In general, the specific implementation of step 1122 is:

Specifically, the specific implementation manner of step 113 is:

wherein the prior probability of the naive Bayes classifier is:

the conditional probability is:

wherein, P_λ(Y＝c_k) Is the prior probability of a naive bayes classifier; y is_iTarget variable of Y, representing a sample class, and Y_i∈{c₁,c₂,...,c_K}，c_kIs a sample class value; i (-) represents solving the sample class probability; lambda is a Bayesian estimation parameter, and lambda is more than or equal to 0; p_λ(X^(j)＝a_jl|Y＝c_k) Is the conditional probability of a naive bayes classifier;represents the jth feature of the ith sample, ana_jlIt is the jth feature that takes the ith value; j 1,2, n, l 1,2_j，k＝1,2,...,K。

It should be noted that, in the case where the probability value to be estimated is 0 in the maximum likelihood estimation, the calculation result of the posterior probability is affected, and the classification may be biased. To solve this problem, the conditional probability and the prior probability are calculated by using the parameters of the bayesian estimation.

The above evaluation index value is represented by the formula:calculating to obtain;

Optionally, the specific implementation manner of step 130 is:

Taking two problems as an example, calculating to obtain the probability that each sample belongs to a positive example and a negative example, and selecting a plurality of customer samples with the probability in front as the current target customer from the samples with the probability of the positive example being greater than that of the negative example to push the marketing information.

Specifically, as shown in fig. 5, the step 300, when implemented, includes:

step 310, comparing the push feedback result with the category label of the current target client, and acquiring a first sample with the push feedback result being unsuccessful in pushing in the current target client;

it should be noted that the significance of collecting and pushing the unsuccessful customer samples is to compare the difference between the successful customer samples and the unsuccessful customer samples, and further realize the adjustment of the naive bayes classifier through the difference between the successful customer samples and the unsuccessful customer samples.

And step 320, adjusting a screening model according to the first sample.
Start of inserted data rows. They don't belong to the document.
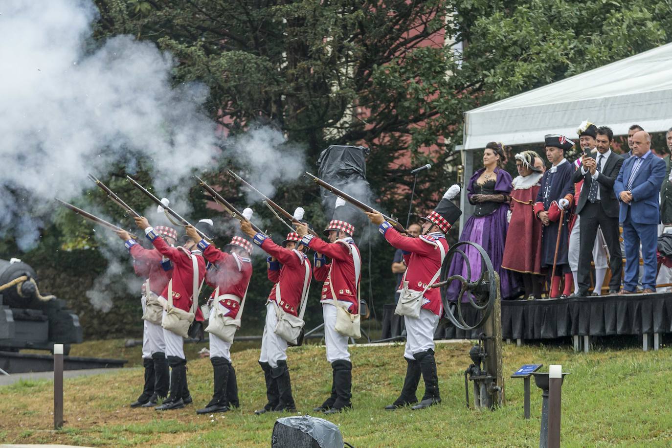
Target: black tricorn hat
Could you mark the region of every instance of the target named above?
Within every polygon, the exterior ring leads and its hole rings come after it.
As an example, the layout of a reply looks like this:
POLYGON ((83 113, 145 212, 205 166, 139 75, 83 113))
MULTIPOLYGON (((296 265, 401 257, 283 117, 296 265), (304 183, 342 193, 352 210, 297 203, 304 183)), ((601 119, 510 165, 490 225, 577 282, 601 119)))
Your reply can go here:
POLYGON ((595 126, 587 120, 579 125, 579 129, 577 130, 577 134, 579 136, 589 136, 595 138, 597 136, 597 126, 595 126))
POLYGON ((434 210, 422 219, 436 224, 444 233, 448 233, 455 222, 462 216, 462 210, 453 202, 460 193, 460 185, 455 184, 448 189, 434 210))
POLYGON ((560 148, 563 151, 569 151, 574 146, 574 142, 559 134, 549 134, 544 137, 546 146, 560 148))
Further, the specific implementation manner of step 320 is:

It should be noted that an important problem faced by the data mining process is new data that continuously evolves, and the existing classifier needs to continuously adapt to it. When a large batch of data sets are processed, if newly added samples are merged with known samples for post-processing, on one hand, the difficulty of learning is increased, and on the other hand, too much time and storage space are consumed due to too large sample sets. An effective solution is to train the newly added sample sets separately and to provide learning accuracy gradually as the sample sets accumulate. Marketing feedback data pertains to the marked incremental data. Thus, marketing feedback data is utilized in embodiments of the present invention to optimize feature weights of the model. The method specifically comprises the following steps: and (3) the obtained push feedback result (namely incremental data) is firstly checked by using the existing classifier, if the push feedback result is matched with the incremental data, the current classifier is reserved, otherwise, the current classifier is corrected by using a new sample, and the selected new sample is required to be beneficial to improving the classification precision of the current classifier so as to adjust the prior probability and the conditional probability of the naive Bayes classifier. Meanwhile, the new sample is added, so that the sample information is added into the prior probability, and the posterior probability is determined by the prior probability and the newly added sample information.
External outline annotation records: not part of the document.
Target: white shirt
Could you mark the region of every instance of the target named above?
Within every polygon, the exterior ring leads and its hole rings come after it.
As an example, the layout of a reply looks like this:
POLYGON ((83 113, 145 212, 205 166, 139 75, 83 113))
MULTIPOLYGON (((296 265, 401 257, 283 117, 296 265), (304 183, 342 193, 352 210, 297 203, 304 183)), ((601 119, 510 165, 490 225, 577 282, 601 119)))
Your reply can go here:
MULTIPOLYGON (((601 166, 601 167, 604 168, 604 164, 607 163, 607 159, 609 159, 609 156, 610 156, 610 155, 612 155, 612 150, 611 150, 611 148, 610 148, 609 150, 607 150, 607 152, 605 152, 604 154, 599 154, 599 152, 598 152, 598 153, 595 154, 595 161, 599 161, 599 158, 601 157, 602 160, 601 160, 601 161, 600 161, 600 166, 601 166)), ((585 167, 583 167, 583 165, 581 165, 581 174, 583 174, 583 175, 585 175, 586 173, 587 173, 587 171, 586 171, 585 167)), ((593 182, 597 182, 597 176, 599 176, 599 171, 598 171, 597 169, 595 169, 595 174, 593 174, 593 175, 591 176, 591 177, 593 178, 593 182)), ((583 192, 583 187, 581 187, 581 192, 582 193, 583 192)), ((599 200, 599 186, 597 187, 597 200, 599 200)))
As shown in fig. 6, the principle of the embodiment of the present invention is: and determining sample knowledge by the prior knowledge, adjusting the sample knowledge by the added new sample, determining the posterior knowledge by the sample knowledge and the prior knowledge, adjusting the prior knowledge by the posterior knowledge, and determining that the prediction result of the test sample is generated by the posterior knowledge.

The following describes the practical application of the embodiment of the present invention with reference to fig. 7 as follows:

take the potential 4G change machine user incremental learning as an example: firstly, extracting a behavior attribute data set related to possible replacement of a User from a data warehouse, such as ARPU (Average income Per User) of the User, an index for measuring business income of telecom operators and Internet companies, call duration, internet behavior characteristics and other data, splitting the data into a training set and a test set according to a proper proportion, constructing a naive Bayes classifier on the training set, and selecting parameters of the classifier by using the test set to obtain an initialized naive Bayes classifier; secondly, extracting samples to be classified from a data warehouse, namely behavior characteristic data of the client, and calculating to obtain possible probability of changing the machine of the client, namely a target client by applying an initialized naive Bayes classifier; through the marketing service device, the target customer is subjected to marketing contact in modes of short messages, manual outbound and the like; a marketing service feedback acquisition device is used for acquiring marketing results and storing marketing result data; on the basis of marketing data acquisition, an incremental learning device is utilized to dynamically adjust the prior probability and the posterior probability corresponding to the initialized classifier, the adjusted model is screened by utilizing a test set, the updated classifier is obtained, and the next round of iterative cycle is entered. In the process, the naive Bayesian classifier continuously updates itself according to the incremental marketing feedback data.

Theoretically, any marketing activity has a target customer group, the target customer group is selected to be conditional, and the conditions can be obtained through continuous learning of the incremental learning device, so that the accuracy of the target customer can be improved through the naive Bayes-based incremental learning system provided by the embodiment of the invention, the marketing effect is improved, and the practical value of the invention can be embodied more as the number of the customer group screening restriction factors is more.

It should be noted that the invention not only enables marketing target customers to be positioned more accurately, but also dynamically constructs a naive Bayesian classifier by utilizing marketing feedback information for the first time, thereby greatly improving the hit rate and accuracy of marketing, improving the marketing effect, greatly reducing the marketing cost, improving the marketing input-output ratio and maximizing the marketing profit.

Example two

As shown in fig. 8, an embodiment of the present invention provides a target customer screening apparatus, including:

the screening module 10 is used for screening the current target customer who is to push preset information from the customer samples to be classified;

a feedback result obtaining module 20, configured to obtain a push feedback result obtained after the preset information is pushed to the current target client;

and the correcting module 30 is configured to correct the screening model for screening the current target customer according to the push feedback result, so as to perform next screening of the target customer according to the corrected screening model.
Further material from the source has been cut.